世間からジョーカーと呼ばれ始める以前の男の名を、「アーサー・フラック」と言う。

アーサーは精神疾患を持ち福祉支援を受けていたが、それも市の財政難で一方的に打ち切られる。
そんな最中、幾つもの不運が彼を襲う。
仕事中に少年らに襲われたアーサーに、仕事仲間が護身のためにと銃を手渡す。
仕事先の上司から首を宣告され、うちひしがれていたある日、
彼は、電車内で口論になった会社員を、はずみで銃で撃ち殺してしまう。

その殺人が、証券会社で働くエリートサラリーマンをターゲットにした、一種のテロ行為のように報道され、
彼は「ジョーカー」と呼ばれ、格差社会に苦しむ人々のカリスマとなっていく。

その後も、アーサーには様々な不運が待ち受ける。
彼は次第に心を病んでいくが、ある事を切っ掛けに、全てが裏返る。

傷つけられ、蔑まれ、常に弱者であった彼が、自らの意思で殺意を振りかざす。
偶然のように手にした銃を、
彼自身の目的の為に使用するようになる切っ掛けが、彼を「アーサー」から「ジョーカー」へと変える。

不安でオドオドしていた彼はもうそこにはいない。
かつて、みすぼらしい背中を丸めて登った階段を、
今度はジョーカーの真っ赤な衣装に身を包み、踊るようにステップを踏み鳴らし優雅に降りる、その鮮やかな対比。

最高に、シビれた。

私がこの映画を観始めた時に危惧したのは、これが私にとって「鬱映画」になるのでは?という事だった。
「ダンサー・インザダーク」や「誰も知らない」、「ライフイズ・ビューティフル」ら私の三大鬱映画に、この弱く悲しい男の物語が連なるのではないか?と恐れた。
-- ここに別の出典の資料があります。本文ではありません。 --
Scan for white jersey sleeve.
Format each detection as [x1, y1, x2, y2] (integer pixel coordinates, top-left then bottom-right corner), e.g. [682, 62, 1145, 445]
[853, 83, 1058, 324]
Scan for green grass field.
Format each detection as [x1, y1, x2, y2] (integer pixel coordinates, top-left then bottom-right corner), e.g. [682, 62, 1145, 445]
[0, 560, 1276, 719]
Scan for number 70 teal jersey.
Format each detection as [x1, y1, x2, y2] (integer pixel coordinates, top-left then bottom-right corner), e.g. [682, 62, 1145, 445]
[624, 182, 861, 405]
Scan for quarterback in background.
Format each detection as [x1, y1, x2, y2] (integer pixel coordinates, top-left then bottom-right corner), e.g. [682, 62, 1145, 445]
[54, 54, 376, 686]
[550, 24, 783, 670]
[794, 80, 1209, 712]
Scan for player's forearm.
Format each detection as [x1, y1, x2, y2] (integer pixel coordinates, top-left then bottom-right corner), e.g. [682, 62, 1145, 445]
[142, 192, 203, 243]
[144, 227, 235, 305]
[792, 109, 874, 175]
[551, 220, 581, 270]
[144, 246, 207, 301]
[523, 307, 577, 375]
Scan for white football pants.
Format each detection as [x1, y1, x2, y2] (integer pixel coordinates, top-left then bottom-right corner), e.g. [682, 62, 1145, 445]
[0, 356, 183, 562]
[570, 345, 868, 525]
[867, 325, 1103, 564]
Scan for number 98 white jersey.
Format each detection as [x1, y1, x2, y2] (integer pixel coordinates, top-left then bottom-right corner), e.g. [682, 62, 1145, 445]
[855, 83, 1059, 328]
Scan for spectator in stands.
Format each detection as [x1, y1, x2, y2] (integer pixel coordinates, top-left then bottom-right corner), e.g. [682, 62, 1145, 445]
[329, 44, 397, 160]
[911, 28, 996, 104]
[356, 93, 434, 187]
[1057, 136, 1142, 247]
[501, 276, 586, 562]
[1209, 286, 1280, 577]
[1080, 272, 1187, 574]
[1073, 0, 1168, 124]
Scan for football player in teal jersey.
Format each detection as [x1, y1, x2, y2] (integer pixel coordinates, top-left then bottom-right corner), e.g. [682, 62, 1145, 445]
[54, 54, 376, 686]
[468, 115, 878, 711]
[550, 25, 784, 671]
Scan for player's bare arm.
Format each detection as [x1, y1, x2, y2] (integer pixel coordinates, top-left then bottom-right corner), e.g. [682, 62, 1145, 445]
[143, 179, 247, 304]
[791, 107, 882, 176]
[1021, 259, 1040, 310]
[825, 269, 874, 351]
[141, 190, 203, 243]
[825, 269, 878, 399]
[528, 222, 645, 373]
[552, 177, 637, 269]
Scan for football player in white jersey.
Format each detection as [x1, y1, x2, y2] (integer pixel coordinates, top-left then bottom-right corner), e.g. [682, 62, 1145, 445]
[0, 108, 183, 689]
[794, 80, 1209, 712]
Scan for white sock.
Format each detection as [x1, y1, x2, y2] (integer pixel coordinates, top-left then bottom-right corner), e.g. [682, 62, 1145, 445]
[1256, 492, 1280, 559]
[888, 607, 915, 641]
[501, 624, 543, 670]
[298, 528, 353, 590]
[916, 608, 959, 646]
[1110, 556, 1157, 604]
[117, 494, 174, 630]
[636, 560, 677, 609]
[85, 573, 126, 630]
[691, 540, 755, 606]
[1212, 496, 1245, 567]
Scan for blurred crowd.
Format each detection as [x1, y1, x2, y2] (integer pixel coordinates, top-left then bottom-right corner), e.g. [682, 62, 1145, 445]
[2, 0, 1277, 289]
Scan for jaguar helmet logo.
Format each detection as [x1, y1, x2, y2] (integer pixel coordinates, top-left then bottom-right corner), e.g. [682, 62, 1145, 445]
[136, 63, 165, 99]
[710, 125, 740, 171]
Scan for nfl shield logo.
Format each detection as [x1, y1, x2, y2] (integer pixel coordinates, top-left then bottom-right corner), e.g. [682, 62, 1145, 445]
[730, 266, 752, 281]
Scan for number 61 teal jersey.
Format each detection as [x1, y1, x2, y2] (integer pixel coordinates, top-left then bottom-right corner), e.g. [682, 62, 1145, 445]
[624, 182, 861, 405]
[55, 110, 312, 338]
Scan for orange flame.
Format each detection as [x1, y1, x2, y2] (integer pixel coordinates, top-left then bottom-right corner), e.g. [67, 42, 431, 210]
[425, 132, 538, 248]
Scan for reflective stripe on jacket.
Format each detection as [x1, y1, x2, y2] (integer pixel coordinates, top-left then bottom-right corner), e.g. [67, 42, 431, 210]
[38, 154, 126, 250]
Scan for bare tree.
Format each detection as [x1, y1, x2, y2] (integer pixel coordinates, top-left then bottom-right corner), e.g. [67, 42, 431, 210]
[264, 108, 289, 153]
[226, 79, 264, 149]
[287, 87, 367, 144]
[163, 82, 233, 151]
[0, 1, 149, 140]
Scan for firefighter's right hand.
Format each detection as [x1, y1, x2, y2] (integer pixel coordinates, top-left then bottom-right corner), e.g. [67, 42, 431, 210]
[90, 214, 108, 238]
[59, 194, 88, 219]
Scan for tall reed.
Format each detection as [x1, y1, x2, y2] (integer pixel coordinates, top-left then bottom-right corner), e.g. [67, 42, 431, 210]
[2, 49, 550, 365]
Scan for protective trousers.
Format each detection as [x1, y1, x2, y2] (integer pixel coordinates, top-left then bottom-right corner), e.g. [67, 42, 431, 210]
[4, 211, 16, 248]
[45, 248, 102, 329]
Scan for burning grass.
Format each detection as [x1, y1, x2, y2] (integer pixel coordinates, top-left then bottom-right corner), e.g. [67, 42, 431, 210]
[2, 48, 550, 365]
だが、アーサーは、その身に降り掛かる不幸や不運を浴びて、全てを裏返し、ジョーカーへと産まれ変わった。

虐げられる弱者が、他者に恐れられ、敬まわれる強者へと転生する、
芋虫が揚羽蝶に成る変態の瞬間を、映画館の大画面で観る事ができた。

なんというか、鬱の正反対、最高の気分だった。

気づけば私は、世紀の大犯罪者に感情移入させられていたのだ。

…と、これが、この物語が流行るこの時代がヤバイんじゃないのか?という話で。

私がヤバイのは前からなので別にいいのだが、私みたいな感想を抱くひとばかりになったら日本ヤバイんじゃないの…という。

まぁ、きっと既に日本はやばかったんだろう。
これが受け入れられてる世界中、ヤバイんだろう、きっと。

私はこのヤバイ社会を歓迎する。

追い詰められた弱者が犯罪に走るこの物語を、偽善者の観客達が批判して否定するような社会でなくて良かった。

みんなヤバイんだ。
だから、自分の弱さや、攻撃性を否定して、見ないふりをしないで、
自分の事としてこの物語を読み解く事が出来るんだ。

その事に、なんだか凄く興奮した。

やがて、ジョーカーはバットマンに倒されるのかもしれない。
でも、その度に、何度でも何度でも、ジョーカーは甦る。

何故なら、人間の半分は、「悪」で出来ているのだから。

私の半分は、あなたの半分は、「ジョーカー」なのだ。

だから、「悪は、永久に不滅」なのだ。